Contamination of the production area can affect the safety and stability of products, from automotive and aircraft parts to pharmaceutical products and medical devices. ISO is helping to reduce the risk by two International Standards for biocontamination control that hold promise for key business domains such as aerospace, automotive, health care, pharmaceutical and food industries, as well as many others.

ISO 14698, which is published in two parts under the general title, Cleanrooms and associated controlled environments - Biocontamination control, is designed to eliminate the hazards of contamination or minimize the likelihood of their occurrence in the production area and, in so doing, contribute to the creation of safe and stable products for the global market place.

Part 1 of ISO 14698 demonstrates how to establish a formal system of biocontamination control in order to assess and control factors that can affect the microbiological quality of the process and product.
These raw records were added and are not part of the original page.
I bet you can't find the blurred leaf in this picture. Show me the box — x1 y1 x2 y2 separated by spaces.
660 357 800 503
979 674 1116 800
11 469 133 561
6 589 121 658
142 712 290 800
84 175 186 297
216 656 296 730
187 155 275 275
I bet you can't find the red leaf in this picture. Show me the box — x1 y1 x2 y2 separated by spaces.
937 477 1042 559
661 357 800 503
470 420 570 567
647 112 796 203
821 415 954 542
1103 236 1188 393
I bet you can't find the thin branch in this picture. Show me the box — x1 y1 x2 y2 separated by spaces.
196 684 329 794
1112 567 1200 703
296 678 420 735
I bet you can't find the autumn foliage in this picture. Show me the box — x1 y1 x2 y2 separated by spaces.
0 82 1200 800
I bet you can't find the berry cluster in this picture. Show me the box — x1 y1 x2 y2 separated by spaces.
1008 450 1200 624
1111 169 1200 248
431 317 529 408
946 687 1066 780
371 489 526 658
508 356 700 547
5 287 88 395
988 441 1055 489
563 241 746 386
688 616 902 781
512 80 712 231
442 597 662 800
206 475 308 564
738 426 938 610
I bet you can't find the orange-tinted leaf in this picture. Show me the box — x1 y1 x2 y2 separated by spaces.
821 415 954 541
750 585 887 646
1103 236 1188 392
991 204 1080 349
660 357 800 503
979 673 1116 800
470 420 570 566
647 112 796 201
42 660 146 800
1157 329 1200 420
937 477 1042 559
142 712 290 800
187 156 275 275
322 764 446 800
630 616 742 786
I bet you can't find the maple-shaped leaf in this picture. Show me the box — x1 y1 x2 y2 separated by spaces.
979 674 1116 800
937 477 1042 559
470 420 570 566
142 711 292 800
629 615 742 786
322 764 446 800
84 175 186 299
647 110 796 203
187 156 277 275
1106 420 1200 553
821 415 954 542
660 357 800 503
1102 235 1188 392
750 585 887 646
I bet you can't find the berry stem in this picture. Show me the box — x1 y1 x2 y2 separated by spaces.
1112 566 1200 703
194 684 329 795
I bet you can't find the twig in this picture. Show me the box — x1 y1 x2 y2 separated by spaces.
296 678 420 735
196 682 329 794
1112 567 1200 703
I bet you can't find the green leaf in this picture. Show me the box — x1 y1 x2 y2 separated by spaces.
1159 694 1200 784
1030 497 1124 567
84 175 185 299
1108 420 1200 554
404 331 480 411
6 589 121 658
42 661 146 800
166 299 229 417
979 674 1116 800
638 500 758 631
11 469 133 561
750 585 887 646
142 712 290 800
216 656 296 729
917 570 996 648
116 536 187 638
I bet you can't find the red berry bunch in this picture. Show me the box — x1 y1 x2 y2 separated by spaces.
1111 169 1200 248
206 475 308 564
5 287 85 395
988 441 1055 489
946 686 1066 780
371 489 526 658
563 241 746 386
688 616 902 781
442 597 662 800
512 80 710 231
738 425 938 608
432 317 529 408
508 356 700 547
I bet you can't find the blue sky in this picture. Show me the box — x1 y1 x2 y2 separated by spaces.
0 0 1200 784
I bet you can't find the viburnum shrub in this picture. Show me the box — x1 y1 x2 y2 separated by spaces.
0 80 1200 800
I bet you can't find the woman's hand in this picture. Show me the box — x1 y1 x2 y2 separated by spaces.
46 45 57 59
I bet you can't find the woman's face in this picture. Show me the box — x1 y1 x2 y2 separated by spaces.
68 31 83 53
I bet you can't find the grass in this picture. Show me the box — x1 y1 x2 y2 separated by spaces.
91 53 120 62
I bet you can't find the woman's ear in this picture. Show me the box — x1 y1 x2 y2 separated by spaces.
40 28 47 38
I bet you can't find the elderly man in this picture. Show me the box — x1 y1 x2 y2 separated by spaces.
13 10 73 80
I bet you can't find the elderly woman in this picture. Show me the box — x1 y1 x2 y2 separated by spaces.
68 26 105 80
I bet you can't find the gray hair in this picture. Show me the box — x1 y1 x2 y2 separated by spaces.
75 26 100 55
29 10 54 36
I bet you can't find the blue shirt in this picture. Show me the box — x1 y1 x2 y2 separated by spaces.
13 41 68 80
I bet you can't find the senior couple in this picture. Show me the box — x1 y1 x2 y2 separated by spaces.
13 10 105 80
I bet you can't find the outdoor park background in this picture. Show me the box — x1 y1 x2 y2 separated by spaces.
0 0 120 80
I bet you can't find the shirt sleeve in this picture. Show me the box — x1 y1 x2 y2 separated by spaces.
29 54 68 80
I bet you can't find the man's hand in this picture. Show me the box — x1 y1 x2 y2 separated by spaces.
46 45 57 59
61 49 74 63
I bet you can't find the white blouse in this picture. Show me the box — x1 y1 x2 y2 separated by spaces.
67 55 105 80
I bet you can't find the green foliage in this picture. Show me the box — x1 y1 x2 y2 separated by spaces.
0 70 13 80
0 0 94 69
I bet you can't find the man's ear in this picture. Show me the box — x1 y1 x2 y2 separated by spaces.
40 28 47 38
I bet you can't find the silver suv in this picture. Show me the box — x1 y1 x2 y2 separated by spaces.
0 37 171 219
It specifies the methods required for monitoring risk zones and for applying control measures appropriate to the degree of risk involved.

Part 2 of ISO 14698 provides guidance on the evaluation and interpretation of biocontamination data. It will help users to estimate results in risk zones and trigger corrective actions before biocontamination problems arise.

Personnel involved in quality assurance, quality control and validation, as well as microbiologists within the life sciences and health care industries, will find the standards useful.

ISO 14698-1:2003 costs 116 Swiss francs and ISO 14698-2:2003 costs 67 Swiss francs. They are available from ISO national member institutes and from ISO Central Secretariat (see below). The new standards are the work of ISO technical committee ISO/TC 209, Cleanrooms and associated controlled environments.